Premier budget du gouvernement de la CAQ : les attentes de la FTQ

Daniel Boyer, président de la FTQ

Photo: Eric Demers

Réinvestir dans les services publics: une priorité

Montréal, le 5 mars 2019. – À l’approche du dépôt du premier budget du ministre des Finances, Éric Girard, la Fédération des travailleurs et travailleuses du Québec (FTQ) fait connaître ses priorités afin de faire du Québec une société plus juste, plus égalitaire et plus solidaire. Avec un surplus budgétaire anticipé de 3,4 à 4,6 milliards de dollars, selon les données de l’Institut du Québec, le manque de fonds publics n’est plus un argument pour sous-financer les services publics.

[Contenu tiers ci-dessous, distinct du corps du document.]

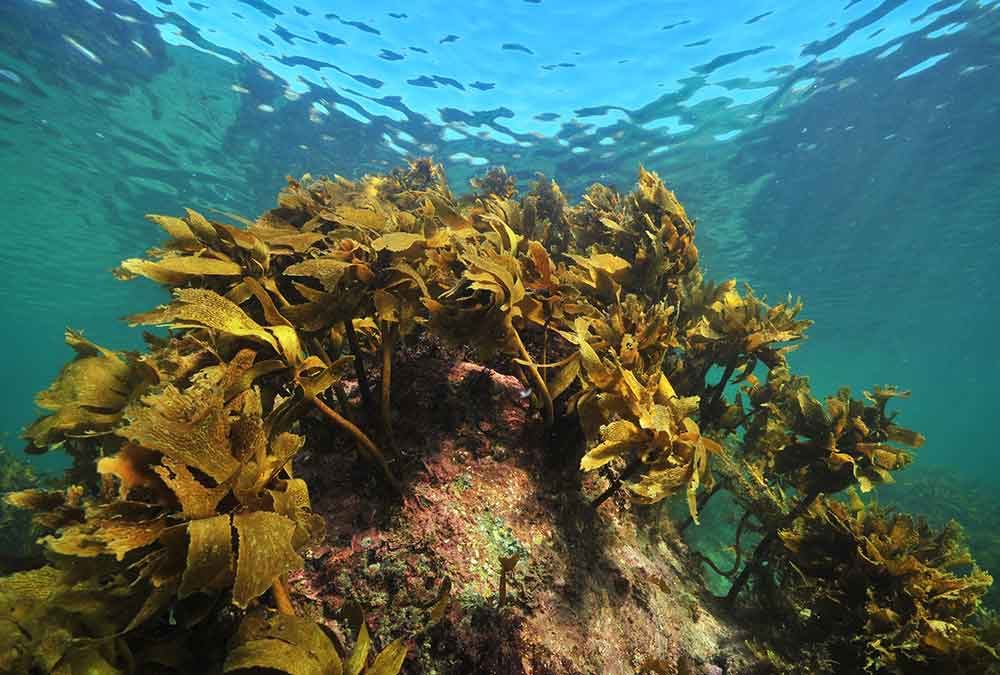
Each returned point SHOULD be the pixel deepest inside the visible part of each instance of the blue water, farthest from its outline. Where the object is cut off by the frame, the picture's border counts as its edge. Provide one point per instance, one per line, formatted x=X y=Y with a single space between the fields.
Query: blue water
x=847 y=152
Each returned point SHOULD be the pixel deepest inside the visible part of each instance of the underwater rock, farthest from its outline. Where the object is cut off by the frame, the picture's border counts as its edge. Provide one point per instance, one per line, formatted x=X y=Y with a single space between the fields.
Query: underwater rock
x=592 y=592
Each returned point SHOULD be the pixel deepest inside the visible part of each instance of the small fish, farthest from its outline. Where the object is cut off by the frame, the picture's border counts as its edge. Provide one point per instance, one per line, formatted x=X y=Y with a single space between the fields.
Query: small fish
x=83 y=50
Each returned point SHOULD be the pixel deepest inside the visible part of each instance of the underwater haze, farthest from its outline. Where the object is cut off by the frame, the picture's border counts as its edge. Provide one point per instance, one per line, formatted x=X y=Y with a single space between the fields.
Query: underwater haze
x=846 y=151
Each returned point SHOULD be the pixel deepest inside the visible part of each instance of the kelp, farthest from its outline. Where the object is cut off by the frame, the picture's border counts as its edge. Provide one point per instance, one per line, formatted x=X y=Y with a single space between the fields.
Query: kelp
x=183 y=498
x=886 y=591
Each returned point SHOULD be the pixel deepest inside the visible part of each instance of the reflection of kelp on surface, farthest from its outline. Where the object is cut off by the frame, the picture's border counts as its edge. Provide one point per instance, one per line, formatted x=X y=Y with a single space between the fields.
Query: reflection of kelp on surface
x=183 y=512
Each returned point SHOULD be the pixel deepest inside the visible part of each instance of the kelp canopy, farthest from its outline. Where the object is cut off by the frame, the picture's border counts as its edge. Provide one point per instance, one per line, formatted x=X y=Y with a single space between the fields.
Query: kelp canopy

Pour la FTQ, il devient urgent de réinvestir dans la santé, l’éducation et les programmes sociaux. «L’austérité libérale a fait mal à la population, ainsi qu’aux travailleurs et travailleuses de l’État. Diminution de l’accès aux soins, effritement du panier de services, réduction de l’aide aux élèves en difficulté et dans les services et les soins offerts dans les résidences pour personnes aînées ne sont que quelques-uns des effets des coupes libérales. Le nouveau gouvernement doit être à l’écoute de la population qui a assez souffert et injecter les sommes nécessaires pour assurer le bien-être des Québécois et Québécoises», déclare le président de la FTQ, Daniel Boyer.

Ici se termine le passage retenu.